Откланявшись императрице, Орлов пошёл за быстро идущим императором по переходам, гостиным, залам, лестницам. У стола с разноцветными фигурками солдат Орлов вынул из потёртого портфеля рукопись в четыреста страниц.
Николай улыбнулся туманно.
– Много понаписал. А как, ты читал? Садись.
– Читал, государь, – Орлов, в светло-голубом, перетянутом серебряным шарфом мундире, опустил тучное тело в сафьяновое кресло, – и скажу, Ваше Величество, произвело на меня писанное впечатление тягостное. – Орлов крутил толстыми пальцами, оборвал, замолчал, как бы задумываясь. – Раз уж заговорило, Ваше Величество, самолюбие, то ни ум, ни способности не в состоянии удержать от самых беспорядочных и преступных увлечений воображения. Нахожу полное сходство с показаниями печальной памяти казнённого Пестеля.
Николай почернел мгновенно, самого имени полковника Пестеля, назвавшего царя в лицо сыном выблядка, не мог слышать.
– В чём? – сказал односложно.
– Да то же, Ваше Величество, самодовольное перечисление всех воззрений, враждебных всякому общественному порядку, тщеславное описание самых преступных и вместе с тем самых тёмных планов и проектов, но ни тени серьёзного возврата к принципам верноподданного.
Ледяные глаза царя дрогнули, как бы усмехнулись.
- Что ж, обмануть меня, стало быть, хочет?
– Раскаяния, приличествующего его положению, не замечаю в «Исповеди», государь, – произнёс Орлов, – а что смел он и ловок, отнять нельзя, только смелости этой даёт ложное применение.
Николай взглянул на первый лист: «Ваше Императорское Величество! Всемилостивейший государь!»
– Ну, иди, – сказал туго, – почитаю.
12
Николай сидел у блестящего длинного стола карельской берёзы; под стеклом стояли крашеные восковые фигурки солдат, лежали аккуратно, в папках, доклады Орлова о польских происках и доклады вице-канцлера Нессельроде об антирусских интригах Англии. Подперев рыже-седой висок белым кулаком, Николай читал «Исповедь».
В первый раз разжался белый кулак у виска, когда прочёл: «Молю вас, государь, не требуйте от меня, чтоб я вам исповедовал чужие грехи.
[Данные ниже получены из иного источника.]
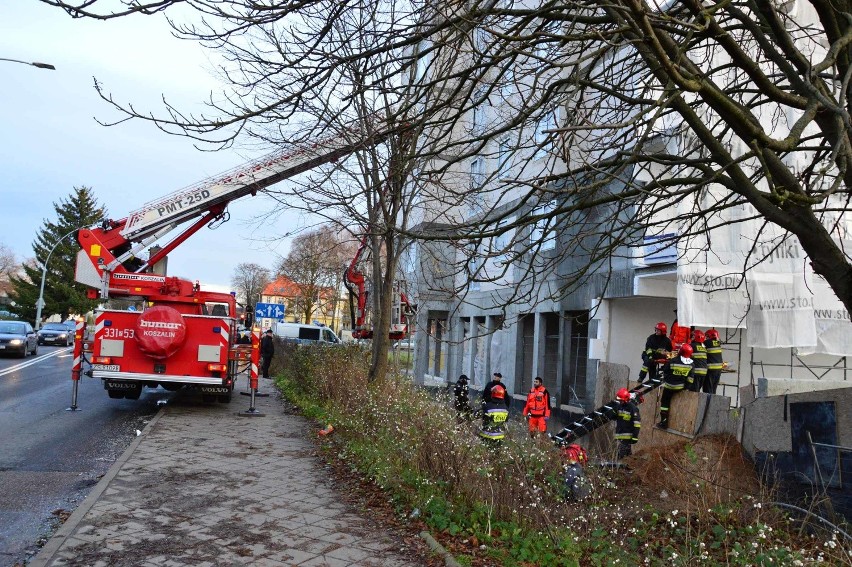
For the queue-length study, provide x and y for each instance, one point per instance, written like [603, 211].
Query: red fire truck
[182, 335]
[402, 310]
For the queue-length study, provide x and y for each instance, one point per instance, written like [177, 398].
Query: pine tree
[56, 240]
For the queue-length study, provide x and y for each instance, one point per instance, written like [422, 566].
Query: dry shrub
[710, 470]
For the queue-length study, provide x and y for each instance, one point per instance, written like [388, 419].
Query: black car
[18, 337]
[55, 334]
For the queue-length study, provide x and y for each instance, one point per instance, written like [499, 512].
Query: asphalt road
[49, 457]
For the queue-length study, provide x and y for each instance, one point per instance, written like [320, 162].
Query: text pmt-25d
[182, 335]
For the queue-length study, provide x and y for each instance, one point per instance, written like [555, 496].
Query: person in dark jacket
[486, 392]
[627, 422]
[494, 416]
[714, 361]
[244, 337]
[462, 399]
[657, 347]
[677, 375]
[699, 361]
[267, 351]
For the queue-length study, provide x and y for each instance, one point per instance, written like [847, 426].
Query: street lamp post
[34, 63]
[40, 302]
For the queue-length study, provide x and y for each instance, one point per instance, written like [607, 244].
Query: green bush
[504, 505]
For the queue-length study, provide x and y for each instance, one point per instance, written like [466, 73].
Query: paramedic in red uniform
[537, 408]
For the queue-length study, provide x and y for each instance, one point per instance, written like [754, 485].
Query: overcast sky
[51, 142]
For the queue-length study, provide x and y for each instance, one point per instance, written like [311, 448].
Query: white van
[302, 333]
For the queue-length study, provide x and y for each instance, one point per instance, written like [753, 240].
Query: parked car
[72, 327]
[305, 334]
[18, 337]
[55, 334]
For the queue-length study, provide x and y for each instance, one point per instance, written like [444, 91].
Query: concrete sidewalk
[204, 486]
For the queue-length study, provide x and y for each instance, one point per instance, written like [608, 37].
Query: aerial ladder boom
[107, 260]
[356, 283]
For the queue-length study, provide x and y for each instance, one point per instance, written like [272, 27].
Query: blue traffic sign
[269, 311]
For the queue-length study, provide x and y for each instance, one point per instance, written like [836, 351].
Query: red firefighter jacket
[538, 402]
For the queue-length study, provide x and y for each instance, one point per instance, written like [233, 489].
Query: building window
[501, 241]
[503, 154]
[543, 234]
[423, 60]
[544, 133]
[477, 176]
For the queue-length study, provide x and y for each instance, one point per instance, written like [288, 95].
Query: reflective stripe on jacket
[627, 422]
[677, 373]
[538, 403]
[699, 358]
[714, 354]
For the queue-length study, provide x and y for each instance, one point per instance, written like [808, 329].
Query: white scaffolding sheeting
[756, 276]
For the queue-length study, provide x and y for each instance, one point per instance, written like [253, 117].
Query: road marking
[36, 360]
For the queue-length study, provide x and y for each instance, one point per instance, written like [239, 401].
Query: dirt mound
[711, 469]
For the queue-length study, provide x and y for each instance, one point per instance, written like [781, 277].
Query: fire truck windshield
[216, 309]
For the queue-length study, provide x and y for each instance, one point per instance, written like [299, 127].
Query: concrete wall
[623, 327]
[766, 427]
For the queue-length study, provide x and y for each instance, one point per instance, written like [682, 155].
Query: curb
[449, 560]
[45, 555]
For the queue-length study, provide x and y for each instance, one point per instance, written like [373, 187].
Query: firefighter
[494, 415]
[677, 375]
[699, 361]
[462, 399]
[267, 351]
[486, 392]
[627, 422]
[243, 337]
[574, 485]
[714, 361]
[537, 408]
[657, 346]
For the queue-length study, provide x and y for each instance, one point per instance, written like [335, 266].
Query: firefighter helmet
[574, 453]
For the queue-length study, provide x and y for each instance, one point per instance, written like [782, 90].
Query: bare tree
[248, 280]
[9, 266]
[614, 121]
[312, 266]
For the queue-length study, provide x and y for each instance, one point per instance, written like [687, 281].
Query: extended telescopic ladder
[192, 201]
[602, 415]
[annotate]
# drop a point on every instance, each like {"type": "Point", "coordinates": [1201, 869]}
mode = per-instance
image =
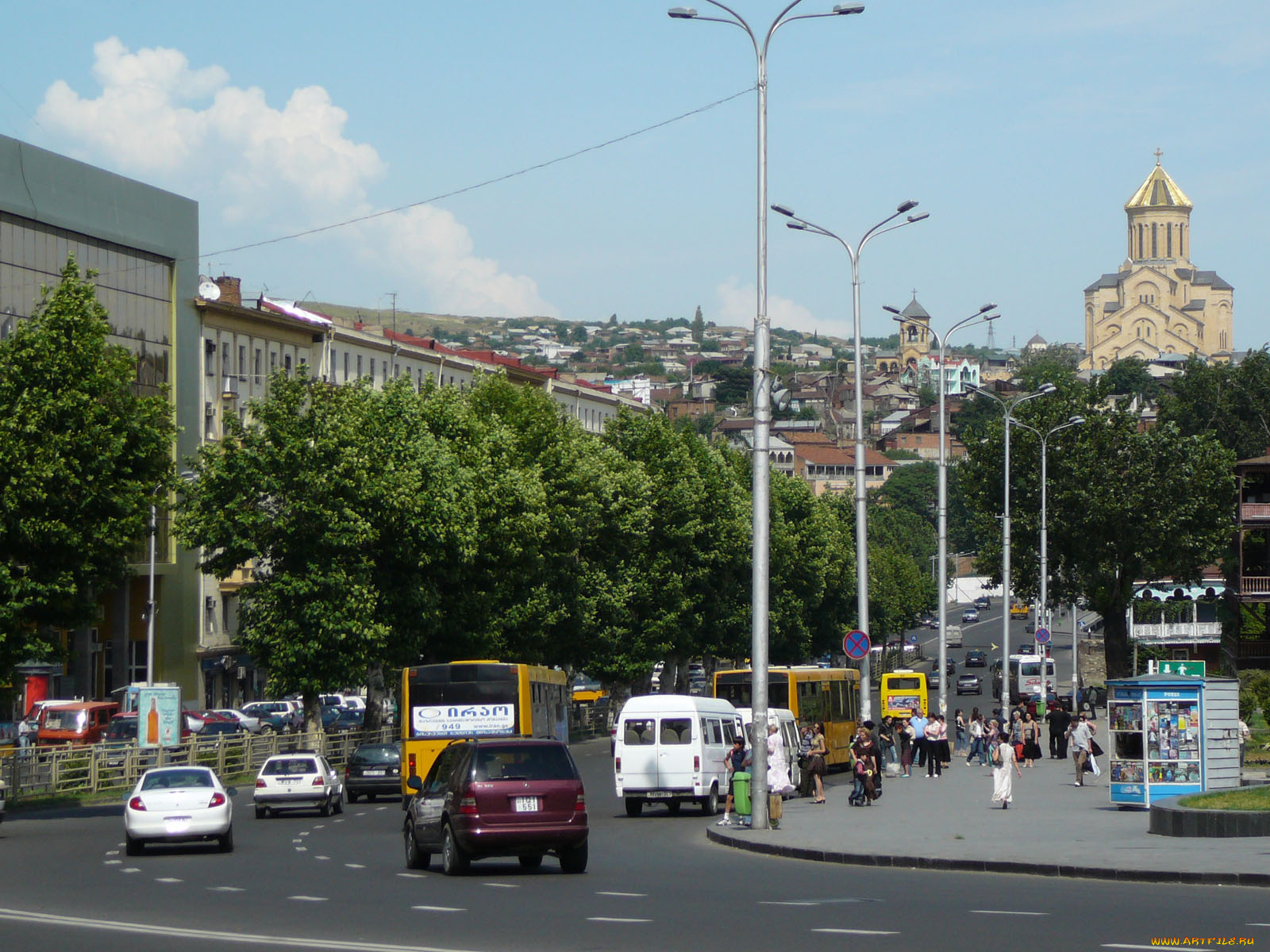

Ведь на духу никто не открывает грехи других, только свои». Из золочёного бокала Николай взял карандаш, черкнул на поле: «Этим уже уничтожает всякое доверие; ежели он чувствует всю тяжесть своих грехов, то одна полная исповедь, а не условная, может почесться исповедью».
Сумерки падали, плыли, поплыли над Петербургом; окутали, скрыли шпиль Петропавловской крепости. Посерела окованная гранитом Нева. В бельэтаже, на Неву, кабинет царя оставался тёмен. Николай не замечал павших на его город сумерек. Потом зажёг десятисвечный канделябр, принёс, поставил на стол и сел, вытянув ноги, расстегнув мундир, блеснув ластиком.
«В Западной Европе, куда ни обернёшься, везде видишь дряхлость, слабость, безверие и разврат, происходящий от безверия», – Николай черкнул на поле: «Разительная истина!»
«Видел я иногда русских, приезжавших в Париж. Но молю вас, государь, не требуйте от меня имён». – Николай поставил «NB». И тут же против слов: «раскаяние в моём положении столь же бесполезно, как и раскаяние грешника после смерти – я буду просто рассказывать факты и не утаю, не умалю ни одного», – написал гневно, с сердцем. «Неправда! Всякого грешника раскаяние, но чистосердечное, может спасти!»
Обгорали, отекли, таяли десять свечей золочёного канделябра. Плыла ночь над миром, над Петербургом. Бакунин ворочался, кашлял, крякал, с ольмюцкой камеры начались кровеприливы, разламывающие череп головные боли. Словно потоком бросалась кровь в голову и грудь, так, что поднимался на нарах, задыхаясь, Бакунин. В ушах шум кипящей воды и отвратительно-невыносимые геморроидальные боли.
Царская койка стояла давно откинутой, прикрыта военной шинелью. В летящем ветре с Невы дворец был слепым, красивейшим в ночи камнем. Стёкла кабинета императора отливали отблеском канделябров на Неву. Николай сидел, захваченный «Исповедью».
«…тяжело моему самолюбию: мне так и слышится, что вы, государь, говорите: мальчишка, болтает о том, чего не знает! А более всего тяжело моему сердцу потому, что стою перед вами, как блудный, отчудившийся, развратившийся сын перед оскорблённым и гневным отцом» – Николай провёл на поле вертикальную линию, черкнул: «Напрасно боялся, личное на меня всегда прощаю от глубины сердца».